Las decenas de máscaras que comparten pared con repisas de libros antiguos no están simplemente colgadas. Sucede algo más importante: recrean sus tragedias.
A la Muerte Roja de Edgar Allan Poe le escurre sangre por ojos, narinas y boca. El fogonero del Yorikke de B. Traven te mira con lágrimas de ceniza. Y Seng Gehi, salvaje diosa con espinas, ha quedado congelada en el aire de una danza tibetana de liberación.
El uso dramático de los materiales hipnotiza. Una articulación plástica donde la literatura se vuelve máscara.
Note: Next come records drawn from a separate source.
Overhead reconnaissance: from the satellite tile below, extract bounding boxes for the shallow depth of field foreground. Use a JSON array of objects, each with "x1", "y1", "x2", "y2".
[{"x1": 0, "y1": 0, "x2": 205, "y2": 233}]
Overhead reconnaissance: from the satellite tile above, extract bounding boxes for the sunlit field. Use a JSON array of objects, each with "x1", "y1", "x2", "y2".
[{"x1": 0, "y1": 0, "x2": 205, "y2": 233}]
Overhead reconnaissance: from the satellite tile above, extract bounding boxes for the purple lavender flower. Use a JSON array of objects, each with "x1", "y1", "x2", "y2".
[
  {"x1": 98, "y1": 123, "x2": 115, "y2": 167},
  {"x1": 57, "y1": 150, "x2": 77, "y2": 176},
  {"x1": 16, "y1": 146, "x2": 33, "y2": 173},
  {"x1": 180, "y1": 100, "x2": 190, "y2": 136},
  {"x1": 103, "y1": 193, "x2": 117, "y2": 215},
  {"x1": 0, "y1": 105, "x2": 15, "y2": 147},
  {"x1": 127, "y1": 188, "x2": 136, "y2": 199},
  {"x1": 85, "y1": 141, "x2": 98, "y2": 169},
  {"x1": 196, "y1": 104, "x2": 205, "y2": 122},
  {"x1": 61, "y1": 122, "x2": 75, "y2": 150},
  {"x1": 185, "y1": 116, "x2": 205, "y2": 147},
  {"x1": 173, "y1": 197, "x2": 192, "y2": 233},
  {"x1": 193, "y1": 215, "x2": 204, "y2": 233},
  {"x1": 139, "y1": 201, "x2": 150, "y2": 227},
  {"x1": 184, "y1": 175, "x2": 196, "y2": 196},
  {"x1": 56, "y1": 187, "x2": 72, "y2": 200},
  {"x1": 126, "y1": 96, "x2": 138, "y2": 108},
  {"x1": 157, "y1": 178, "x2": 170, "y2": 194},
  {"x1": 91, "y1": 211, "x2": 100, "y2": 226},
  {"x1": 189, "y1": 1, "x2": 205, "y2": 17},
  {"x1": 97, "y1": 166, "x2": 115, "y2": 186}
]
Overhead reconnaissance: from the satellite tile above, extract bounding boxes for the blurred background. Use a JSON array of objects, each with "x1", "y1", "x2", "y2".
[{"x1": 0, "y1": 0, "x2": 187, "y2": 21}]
Ahora mismo, ante su mesa de trabajo, ARJ subraya la descripción que hace Jack London del capitán Larsen enojado. Acerca el ojo a la lupa y toma una gubia. Entonces desata una suerte de embrujo místico. Su cuerpo se aligera para tallarle al molde una boca. Inmovilidad paciente. Casi se diría que medita, excepto por los dedos, de movimientos suaves y lentos, que le tuercen con una cuchilla delicadamente el labio superior a su personaje. Luego emergen lentamente, filosos, cada uno de sus dientes, hasta tallar el exacto flehmen de un carnívoro justo antes de la mordida.

La obsesión en ARJ por establecer narraciones literarias se desborda: del rostro se extiende al símbolo. Toma una pequeña caja fuerte y la acoraza con el Nudo de víboras que impide al protagonista de la novela de François Mauriac sacar cualquier sentimiento de su corazón ¿Y quién puede querer decorar su casa con la sofisticación de lo inquietante?
Pienso en André Gide, retratado en su biblioteca por Laure Albin-Guillot. Cigarrillo en mano. Gorro de punto. Lentes redondos con montura de alambre. Sobria elegancia… salvo por un detalle: detrás de él cuelga una máscara blanca, de expresión serena, pero ligeramente perturbadora. Gide y algo más: su misterio de duplicidad.

Es eso: el arte de ARJ le da forma al mito íntimo de cada persona.
Mi hija lleva seis meses fascinada con la Carabosse de Chaikovski. Quiero provocarle una experiencia estética inolvidable. Imagino que un día despierta y ve, colgada delante de su cama, la máscara de la bruja que ahora guía sus ideas, conversaciones y movimientos. Queda cara a cara frente a la máscara del personaje que ama. Intercambian miradas. Entonces, algo nunca será igual. Ya siempre tendrán algo de teatro todos los cuartos de su vida. Y en su imaginación se habrá instalado la posibilidad de la poesía.